One compelling candidate for filling this void is Prof Karl Gústaf Kristinsson, a medical microbiologist at Reykjavík's Landspitali University Hospital, and his quest to tell the story of the superbug PMEN2.
The pneumococcal detective
Prof Kristinsson has been on the case of Icelandic varieties of the multidrug resistant pneumococcus PMEN2 since the early 1990s, just a few years after it first invaded the island.
Rather than a red jumper, his tools of investigation have been a variety of molecular biology techniques, such as Sanger sequencing and restriction enzyme digests, which he has used to characterize the genotypes of Streptococcus pneumonia isolates and so trace the outbreak's evolution.
Whereas Prof Kristinsson's progress on the superbug's epidemiology in the pre-genomic era was dependent on the slow and laborious molecular biology methods of the day, researchers across the sea at the UK's Wellcome Trust Sanger Centre have been pioneers in microbial genomics, a much more powerful tool for deconstructing the genetics of an outbreak.
In recent years, Stephen Bentley, Julian Parkhill and their colleagues at the Sanger have published a number of studies that apply their microbial genomics expertise to whole-genome sequence data for large numbers of isolates, in order to track the emergence and evolution of notable pathogen strains.

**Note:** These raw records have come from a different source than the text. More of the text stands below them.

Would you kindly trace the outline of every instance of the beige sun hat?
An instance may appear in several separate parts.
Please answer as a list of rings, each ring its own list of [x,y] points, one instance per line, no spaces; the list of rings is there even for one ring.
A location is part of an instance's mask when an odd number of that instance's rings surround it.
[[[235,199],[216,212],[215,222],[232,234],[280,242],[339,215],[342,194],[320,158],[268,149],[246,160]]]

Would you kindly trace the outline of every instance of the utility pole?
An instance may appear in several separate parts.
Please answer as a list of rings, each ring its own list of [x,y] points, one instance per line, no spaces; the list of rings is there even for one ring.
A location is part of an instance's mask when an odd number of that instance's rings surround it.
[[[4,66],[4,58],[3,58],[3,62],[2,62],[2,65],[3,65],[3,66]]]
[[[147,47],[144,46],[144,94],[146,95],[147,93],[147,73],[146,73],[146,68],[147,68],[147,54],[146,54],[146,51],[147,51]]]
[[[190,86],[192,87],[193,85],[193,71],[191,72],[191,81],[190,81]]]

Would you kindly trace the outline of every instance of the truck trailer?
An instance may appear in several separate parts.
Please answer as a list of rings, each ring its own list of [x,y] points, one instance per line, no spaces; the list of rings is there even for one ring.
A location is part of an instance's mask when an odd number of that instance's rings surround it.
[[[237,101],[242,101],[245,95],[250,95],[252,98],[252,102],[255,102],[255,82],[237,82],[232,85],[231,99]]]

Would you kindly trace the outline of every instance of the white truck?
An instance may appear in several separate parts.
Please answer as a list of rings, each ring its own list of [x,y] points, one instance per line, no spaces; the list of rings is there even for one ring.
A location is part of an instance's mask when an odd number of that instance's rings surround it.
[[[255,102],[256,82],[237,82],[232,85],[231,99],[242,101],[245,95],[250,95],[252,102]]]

In an article published today in BMC Biology, the Sanger team now add Icelandic PMEN2 to this list, through a collaboration with Prof Kristinsson (as well as Nicholas Croucher, Alexander Tomasz and many other leading microbiologists) that brings the study of the outbreak into the genomics era.
A fatal flaw
With the genomes of 189 S. pneumoniae PMEN2 isolates, the BMC Biology paper is able to answer questions such as:
When did the bacterium acquire drug resistance? How did this multidrug-resistant strain arrive in Iceland? What routes of transmission occurred within the island? What was the nature of the changes to the bug's genetic make-up since its arrival?
Such is the power of forensic genomics, the paper is even able to answer perhaps the most interesting question of all: Why did the superbug's prevalence ultimately decline?
It turns out that Icelandic isolates of PMEN2 had one fatal flaw: due to a disruption in a gene necessary for genetic transformation, they were stuck with a static core genome unable to adapt to changing circumstances. And, thanks to an enlightened public health policy seeking to minimize the use of antibiotics, the bug's circumstances changed in a very fundamental way.
When antibiotic use was widespread, PMEN2's antibiotic resistance genes were an advantage that saw populations soar. But these unsheddable genes became a burden when they no longer served a purpose, and so precipitated a population decline.
If having a core genome laden with burdensome resistance genes wasn't enough bad news for PMEN2, the change in antibiotics policy dealt a second blow.
In common with other 'superbugs', PMEN2 arrived in Iceland armed with multiple antibiotic resistance genes. As is often the case for such genes, some of them were located not in PMEN2's core genome but in mobile genetic elements.
And although the loss of genetic transformation competency made PMEN2's core genome static, it did not affect the ability of mobile DNA to excise itself.
Without the selective pressure of antibiotic use, those resistance genes located on mobile DNA were soon lost from PMEN2's genome, whittling down the total number of resistance genes and so making for a more readily treatable pathogen.
A double whammy for the superbug, which had been simultaneously disarmed and weighed down.
The story of the Icelandic pneumococcal outbreak shows how genomics can back up what we know from common sense about why minimizing antibiotics use is a good idea. That said, the bug in question's immutable genome made it particularly susceptible to such a policy.
For this reason, PMEN2 would have done well to take a leaf out of the book of its fellow multidrug-resistant pneumococcus, PMEN1. A 2012 Sanger Centre study described PMEN1 as 'uniquely promiscuous with its DNA', a trait that has led to its global prevalence – a 'paradigm of genetic success'.
The decline of PMEN2, on the other hand, unmasked its genome as a paradigm of genetic stagnation.